We were able to identify a wall of what had likely been the stables in the lower, east corner, and could see where the stream from the flax pond exited the property.

*** Eddie points out the walls in this video.

Remains of a wall, probably the stables.
Remains of a wall, probably of the stables.

Kirrandrum - Dry stream bed at end of the dyke. Would have drained the old flax pond.
Dry stream bed at the end of the wall/dyke.

The land slopes rapidly from this point and ends at the Dalnabo Farm, a well-kept and seemingly prosperous place. Roy’s drawing shows a milk house and unspecified farm buildings at the end of the land area, but that might have been based on his Aunt Jessie’s recollections rather than direct observation. Nowhere in the Fleming papers is there any mention of Dalnabo.

Looking downhill to Dalnabo Farm. Would have had farm buildings.
Looking downhill to Dalnabo Farm. This area would have had farm buildings.

Dalnabo Farm adjacent to Kirrandrum at south end. Note stone barn and

Dalnabo Farm

Dalnabo Farm, adjacent to Kirrandrum at the south end, has a large stone barn and a “blackhouse” stone shed that might be a converted farm building or former living quarters.  The blackhouse used to be the traditional abode in the Highlands and suggests that the farm had a history.  Donald Macgregor lived there in 1872 (1), and he was the tenant at Kirrandrum in 1871 (2). Perhaps Macgregor took on the lease for Dalnabo and absorbed Kirrandrum?

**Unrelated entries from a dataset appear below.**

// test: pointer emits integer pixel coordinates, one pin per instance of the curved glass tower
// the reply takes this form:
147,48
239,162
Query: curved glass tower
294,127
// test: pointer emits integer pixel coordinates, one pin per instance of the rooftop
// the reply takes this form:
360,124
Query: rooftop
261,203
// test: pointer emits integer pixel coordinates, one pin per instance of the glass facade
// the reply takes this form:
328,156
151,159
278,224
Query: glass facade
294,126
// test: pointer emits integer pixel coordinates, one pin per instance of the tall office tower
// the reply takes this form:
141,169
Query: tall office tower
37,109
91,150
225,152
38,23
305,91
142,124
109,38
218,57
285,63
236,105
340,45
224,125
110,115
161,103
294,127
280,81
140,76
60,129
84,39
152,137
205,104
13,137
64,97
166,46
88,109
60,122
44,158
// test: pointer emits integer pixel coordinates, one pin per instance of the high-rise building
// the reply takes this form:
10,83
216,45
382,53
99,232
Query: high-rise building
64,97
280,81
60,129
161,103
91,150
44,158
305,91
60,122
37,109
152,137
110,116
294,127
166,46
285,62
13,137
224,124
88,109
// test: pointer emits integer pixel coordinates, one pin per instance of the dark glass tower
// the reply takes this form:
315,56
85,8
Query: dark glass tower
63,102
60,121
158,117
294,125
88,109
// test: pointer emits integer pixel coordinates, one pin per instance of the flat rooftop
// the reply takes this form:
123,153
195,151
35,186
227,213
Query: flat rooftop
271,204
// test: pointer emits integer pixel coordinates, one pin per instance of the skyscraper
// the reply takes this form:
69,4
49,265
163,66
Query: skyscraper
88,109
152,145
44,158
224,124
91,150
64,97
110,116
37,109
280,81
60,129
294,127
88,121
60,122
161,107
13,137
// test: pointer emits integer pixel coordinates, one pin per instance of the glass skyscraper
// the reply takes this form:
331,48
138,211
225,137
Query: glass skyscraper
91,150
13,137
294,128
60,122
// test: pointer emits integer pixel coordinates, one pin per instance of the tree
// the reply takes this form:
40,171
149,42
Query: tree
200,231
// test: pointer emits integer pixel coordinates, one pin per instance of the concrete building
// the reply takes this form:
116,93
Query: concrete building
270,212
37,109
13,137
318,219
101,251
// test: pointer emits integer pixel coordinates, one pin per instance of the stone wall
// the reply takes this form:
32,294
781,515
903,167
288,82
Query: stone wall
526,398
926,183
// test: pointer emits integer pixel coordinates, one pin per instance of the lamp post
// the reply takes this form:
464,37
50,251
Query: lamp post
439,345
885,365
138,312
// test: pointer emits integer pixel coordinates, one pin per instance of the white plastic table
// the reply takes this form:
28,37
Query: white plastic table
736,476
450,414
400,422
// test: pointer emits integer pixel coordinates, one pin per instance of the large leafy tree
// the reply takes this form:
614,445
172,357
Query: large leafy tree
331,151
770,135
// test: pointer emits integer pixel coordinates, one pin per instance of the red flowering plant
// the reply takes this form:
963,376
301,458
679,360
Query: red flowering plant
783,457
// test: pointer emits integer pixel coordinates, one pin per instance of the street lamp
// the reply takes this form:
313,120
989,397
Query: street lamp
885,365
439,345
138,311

One thing is sure – this is a beautiful landscape. The sky is big and the hills are green, the streams are fast flowing and the salmon jump. It may rain, but the sun will break through. If you are seeking ancestral lands (and have wondered how we walked Kirrandrum), know that in Scotland the Land Reform (Scotland) Act 2003  grants the right of access by foot onto land for educational and recreational purposes.  More about public access in Scotland and “freedom to roam.”

Reference:

  1. Royal Highland and Agricultural Society of Scotland, Transactions of the Highland and Agricultural Society of Scotland, (W Blackwood and Sons, 1897). Donald Macgregor is listed as a member of the society since 1872, Dalnabo Cottage, Ballinluig. Source: Google Books, https://books.google.ca/books?id=9pQZAQAAIAAJ (accessed 9 July 2018)
  2. Fleming, Roy.  Fleming Family History. List of tenants and rents of Kirrandrum Farm – research done through Blair Archives by Roy Fleming. Privately published.